Kulak kiri birikmesi genellikle herhangi bir belirti vermemektedir. Bu sebeple de rutin kulak burun boğaz muayenelerinde ortaya çıkmaktadır. Kulak kirinin bir veya iki kulağı birden kapadığı durumlarda ise hastalarda ani işitme kayıpları yaşanabilir. Ayrıca kulakların çınlaması, ağrı, kaşıntı ve dolgunluk hissi gibi belirtilerde verebilmektedir. Kulak kiri yaşayan hastaların işitme kayıpları ise klinik olarak belirlenmektedir. Çünkü yaşanılan işitme kayıplarının dereceleri farklı olmaktadır. Hastaların işitme kaybı yaşaması ise sosyal izolasyona neden olacağı için psikolojik problemler yaşamalarına neden olabilmektedir.
Kulak kiri tanısı klinik muayene ile konulduktan sonra çeşitli tedavi seçenekleri bulunmaktadır. Hangi seçeneğin uygulanacağına ise hekim, hasta ve klinik şartlar belirlemektedir.
Kulak kiri tedavi seçenekleri arasında öncelikle serumenolitik damla kullanımı bulunmaktadır. Ayrıca damla kullanarak veya damla kullanmadan gerçekleştirilen su ile yıkama gibi bir seçenek de tedavi içinde bulunmaktadır. Kulak aspirasyonu ve küret ile çıkarma da buşonların temizlenmesinde uygulanan tedavi seçenekleri olmaktadır.

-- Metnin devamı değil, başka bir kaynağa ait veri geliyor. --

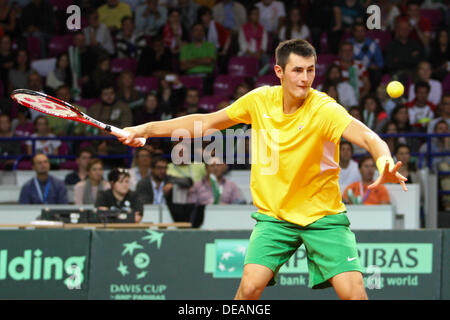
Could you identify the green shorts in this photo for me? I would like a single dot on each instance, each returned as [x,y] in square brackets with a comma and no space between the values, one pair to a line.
[330,246]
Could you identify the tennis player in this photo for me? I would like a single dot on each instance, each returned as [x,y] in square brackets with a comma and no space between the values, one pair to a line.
[300,203]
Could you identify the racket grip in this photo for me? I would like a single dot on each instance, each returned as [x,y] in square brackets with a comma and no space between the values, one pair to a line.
[123,134]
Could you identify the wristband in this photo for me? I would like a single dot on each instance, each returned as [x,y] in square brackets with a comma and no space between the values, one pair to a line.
[381,163]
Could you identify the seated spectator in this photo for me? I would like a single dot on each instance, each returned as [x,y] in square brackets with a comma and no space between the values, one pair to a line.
[368,52]
[156,60]
[127,92]
[61,75]
[18,75]
[402,53]
[97,34]
[173,32]
[149,112]
[373,114]
[359,193]
[120,198]
[7,148]
[112,13]
[353,71]
[444,112]
[215,188]
[129,43]
[424,74]
[115,113]
[345,91]
[440,54]
[85,191]
[198,56]
[253,39]
[44,188]
[140,168]
[83,159]
[188,10]
[294,28]
[421,110]
[349,168]
[47,147]
[150,17]
[231,14]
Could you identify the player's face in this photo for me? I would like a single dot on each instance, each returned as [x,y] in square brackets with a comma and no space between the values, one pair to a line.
[298,75]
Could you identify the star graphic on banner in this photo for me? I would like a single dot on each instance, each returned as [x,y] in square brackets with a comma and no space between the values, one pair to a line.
[123,269]
[130,247]
[154,236]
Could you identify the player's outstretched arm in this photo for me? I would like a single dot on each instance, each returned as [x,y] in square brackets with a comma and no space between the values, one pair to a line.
[359,134]
[197,125]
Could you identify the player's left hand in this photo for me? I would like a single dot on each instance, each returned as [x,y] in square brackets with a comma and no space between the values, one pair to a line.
[390,176]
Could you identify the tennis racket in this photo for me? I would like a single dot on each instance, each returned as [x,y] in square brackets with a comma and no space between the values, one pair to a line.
[49,105]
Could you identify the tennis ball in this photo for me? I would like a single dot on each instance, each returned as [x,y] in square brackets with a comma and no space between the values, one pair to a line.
[395,89]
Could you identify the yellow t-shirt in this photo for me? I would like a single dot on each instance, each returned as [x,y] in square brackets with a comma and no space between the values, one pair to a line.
[297,182]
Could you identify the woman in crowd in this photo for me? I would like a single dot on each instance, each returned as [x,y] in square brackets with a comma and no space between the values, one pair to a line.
[85,191]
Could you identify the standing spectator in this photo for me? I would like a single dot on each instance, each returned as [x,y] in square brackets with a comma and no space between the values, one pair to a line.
[86,191]
[112,13]
[188,10]
[214,188]
[140,167]
[150,17]
[402,53]
[353,70]
[420,109]
[126,91]
[444,113]
[345,91]
[149,112]
[8,21]
[44,188]
[440,54]
[198,56]
[156,60]
[37,20]
[120,198]
[18,75]
[129,43]
[83,158]
[97,34]
[349,172]
[424,74]
[272,15]
[61,75]
[253,39]
[231,14]
[294,28]
[368,52]
[359,193]
[7,148]
[174,34]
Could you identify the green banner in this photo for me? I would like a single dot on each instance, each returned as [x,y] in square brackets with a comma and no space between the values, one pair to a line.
[44,264]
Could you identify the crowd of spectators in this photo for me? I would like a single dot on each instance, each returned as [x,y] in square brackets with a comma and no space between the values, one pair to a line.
[185,46]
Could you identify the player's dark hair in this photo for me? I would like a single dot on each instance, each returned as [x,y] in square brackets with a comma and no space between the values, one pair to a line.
[297,46]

Bazı hastalarda buşon hemen çıkarılmamaktadır. Bu durumlarda öncelikle kirlerin yumuşaması için hastaların damla kullanması gerekmektedir. Daha sonrasında ise büyük bir çoğunlukla aspirasyon uygulaması yapılmaktadır. Bu sayede gerçekleştirilen işlem çok daha sorunsuz bir şekilde sona ermektedir.
Tedavide bir diğer seçenek olan kulak lavajı ise hem damlayla hem de damlasız olarak uygulanmaktadır. Her hasta için uygun olmayan bu yöntemin uygulanmasında son derece nazik davranmak gerekmektedir.

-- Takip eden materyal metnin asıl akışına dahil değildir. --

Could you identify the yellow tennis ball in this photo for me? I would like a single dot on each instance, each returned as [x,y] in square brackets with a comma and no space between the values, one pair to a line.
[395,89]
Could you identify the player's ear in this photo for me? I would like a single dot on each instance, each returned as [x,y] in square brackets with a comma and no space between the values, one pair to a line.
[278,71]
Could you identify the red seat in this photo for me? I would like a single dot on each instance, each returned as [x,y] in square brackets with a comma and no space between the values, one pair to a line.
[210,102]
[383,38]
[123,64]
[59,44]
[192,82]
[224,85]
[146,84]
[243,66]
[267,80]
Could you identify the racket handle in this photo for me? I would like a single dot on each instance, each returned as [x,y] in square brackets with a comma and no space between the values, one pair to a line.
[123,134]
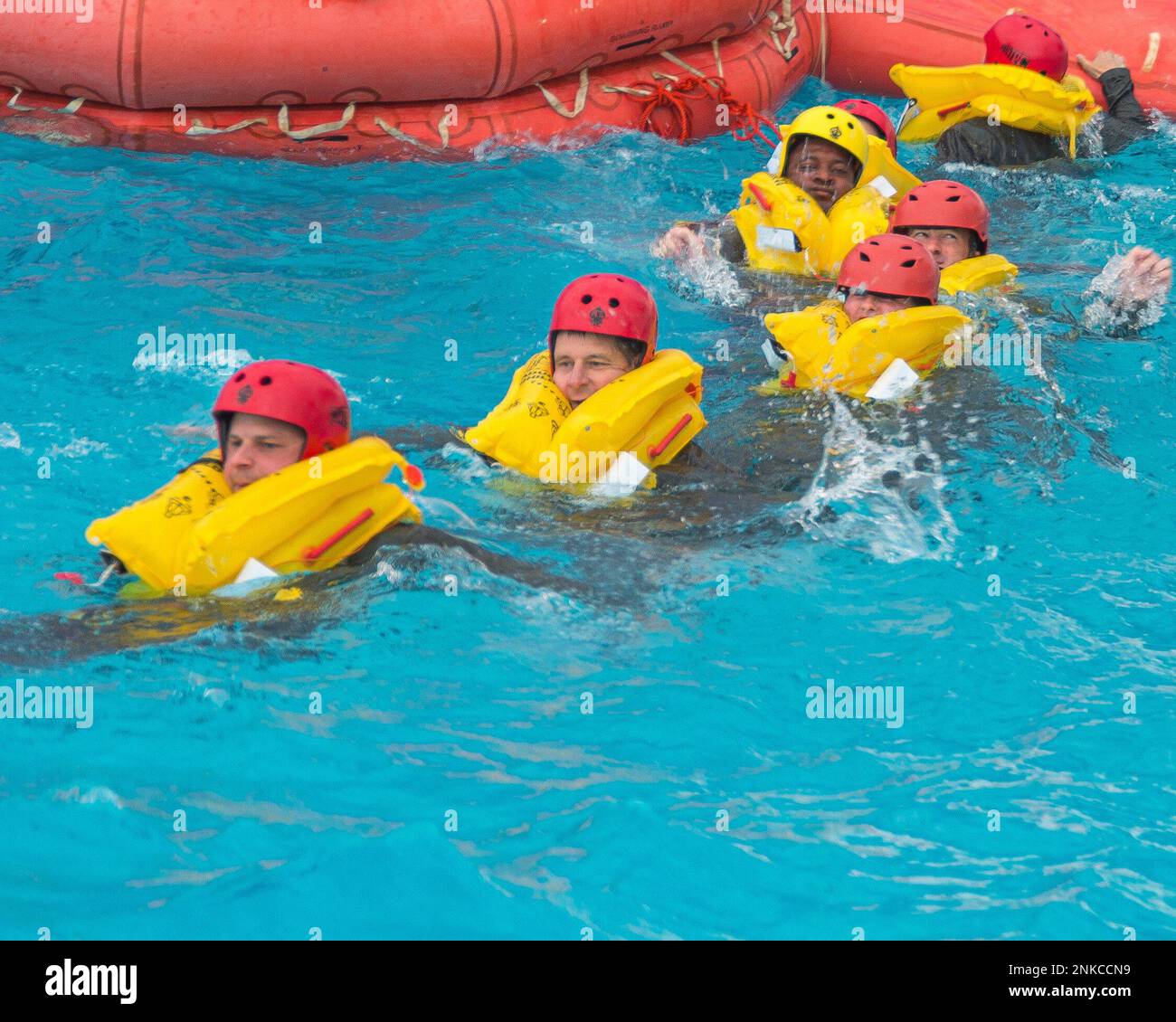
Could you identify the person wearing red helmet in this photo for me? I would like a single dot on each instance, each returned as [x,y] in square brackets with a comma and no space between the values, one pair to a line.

Halk arasında bilinenin aksine kulakların yıkatılması alışkanlık oluşturmamaktadır. Kulak salgısı koyu olan, tozlu ortamlarda bulunan ve kulağın temizleme mekanizması yeterince iyi olmayan kişilerde kulak kiri birikmesi kendiliğinden kronikleşmiş bir durum olmaktadır. Bu sebeple de bu hastaların kulak kirlerini düzenli olarak temizletmeleri gerekmektedir. Bu kişilerin genellikle 6 ay ile 1 yıllık aralıklarla kulaklarını yıkatmaları önerilmektedir.